While President Obama made a big deal out of delaying the northern half of the Keystone pipeline’s construction, he compensated by signing an executive order to expedite similar infrastructure projects everywhere else. (Photo/Matt Wansley via Flickr)
Large segments of the environmental movement declared a win on Jan. 18, 2012, the dawn of an election year in which partisan fervor reigned supreme.
On that day President Barack Obama kicked the can down the road for permitting TransCanada’s Keystone XL pipeline’s northern half until after the then-forthcoming November 2012 presidential election.
“Northern half” is the key caveat: just two months later, on March 22, 2012 – even deeper into the weeds of an election year – President Obama issued Executive Order 13604. Among other key things, the order has an accompanying memorandum calling for an expedited review of the southern half of Keystone XL stretching from Cushing, Okla. to Port Arthur, Texas.
The day before, March 21, Obama flew on Air Force One to a pipe yard in Cushing – the “ and photo-op announcing the executive order and memorandum.
Dubbed the Gulf Coast Pipeline Project by TransCanada – 95 percent complete and “open for business” in the first quarter of 2014 – the 485-mile tube will ship 700,000 barrels of tar sands crude per day from Cushing to Port Arthur, where it will then reach Gulf Coast refineries and be exported to the global market.
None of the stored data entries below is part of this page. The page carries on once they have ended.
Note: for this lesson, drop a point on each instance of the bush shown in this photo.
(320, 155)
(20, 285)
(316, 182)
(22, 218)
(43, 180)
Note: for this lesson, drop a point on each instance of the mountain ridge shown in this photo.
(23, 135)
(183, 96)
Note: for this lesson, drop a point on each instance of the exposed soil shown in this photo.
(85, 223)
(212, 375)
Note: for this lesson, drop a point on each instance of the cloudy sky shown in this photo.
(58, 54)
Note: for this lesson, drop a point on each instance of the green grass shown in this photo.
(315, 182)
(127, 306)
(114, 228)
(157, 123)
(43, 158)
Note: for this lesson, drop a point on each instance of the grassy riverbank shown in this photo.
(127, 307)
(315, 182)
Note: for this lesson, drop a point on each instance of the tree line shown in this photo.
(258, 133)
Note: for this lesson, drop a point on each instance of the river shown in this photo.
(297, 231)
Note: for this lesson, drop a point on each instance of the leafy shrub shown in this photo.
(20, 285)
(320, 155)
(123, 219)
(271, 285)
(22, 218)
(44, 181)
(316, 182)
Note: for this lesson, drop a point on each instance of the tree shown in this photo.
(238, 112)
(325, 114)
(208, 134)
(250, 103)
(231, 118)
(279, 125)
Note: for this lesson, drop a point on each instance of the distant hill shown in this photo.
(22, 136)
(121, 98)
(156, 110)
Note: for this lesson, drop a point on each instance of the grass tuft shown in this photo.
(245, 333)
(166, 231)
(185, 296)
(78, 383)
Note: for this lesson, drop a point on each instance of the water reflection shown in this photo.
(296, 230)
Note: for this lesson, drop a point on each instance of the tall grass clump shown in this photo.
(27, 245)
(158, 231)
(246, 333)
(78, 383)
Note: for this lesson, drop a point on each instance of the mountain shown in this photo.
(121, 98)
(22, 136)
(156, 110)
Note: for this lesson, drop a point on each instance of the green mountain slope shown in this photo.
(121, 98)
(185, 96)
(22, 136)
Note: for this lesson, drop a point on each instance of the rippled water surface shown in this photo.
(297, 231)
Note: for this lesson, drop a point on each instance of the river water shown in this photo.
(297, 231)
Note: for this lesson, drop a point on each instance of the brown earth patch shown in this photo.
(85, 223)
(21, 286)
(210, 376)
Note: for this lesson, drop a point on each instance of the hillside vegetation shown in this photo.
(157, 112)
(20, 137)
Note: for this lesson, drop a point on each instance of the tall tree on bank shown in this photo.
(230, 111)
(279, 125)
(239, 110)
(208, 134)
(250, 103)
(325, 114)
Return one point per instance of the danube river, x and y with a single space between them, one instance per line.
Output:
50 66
It will eventually have the capacity to ship 830,000 barrels per day.
The subject of a large amount of grassroots resistance from groups such as Great Plains Tar Sands Resistance and the Tar Sands Blockade, the Gulf Coast Pipeline Project – when push comes to shove – is only the tip of the iceberg.
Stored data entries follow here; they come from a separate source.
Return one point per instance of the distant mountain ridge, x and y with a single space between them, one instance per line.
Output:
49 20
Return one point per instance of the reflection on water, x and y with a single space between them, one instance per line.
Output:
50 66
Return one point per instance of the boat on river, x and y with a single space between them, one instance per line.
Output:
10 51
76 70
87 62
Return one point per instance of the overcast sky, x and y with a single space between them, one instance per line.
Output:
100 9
That’s because Obama’s order also called for expedited permitting and review of all domestic infrastructure projects – including but not limited to pipelines – as a reaction to the Keystone XL resistance.
A months-long Mint Press News investigation reveals the executive order wasn’t merely a symbolic gesture.
Rather, many key pipeline and oil and gas industry marketing projects are currently up for expedited review, making up for — and by far eclipsing — the capacity of Keystone XL’s northern half. The original TransCanada Keystone pipeline – as is – already directly connects to Cushing from Alberta, making XL (short for “extension line”) essentially obsolete.
Keystone XL’s northern half proposal is key for marketing oil obtained from the controversial hydraulic fracturing (“fracking”) process in North Dakota’s Bakken Shale basin.
Dubbed the Bakken Marketlink Pipeline, the segment has lost its importance with the explosive freight rail boom for moving Bakken fracked oil to market and other pipeline proposals. One of those pipelines, in fact, has received fast-track approval under the March 2012 Obama Executive Order.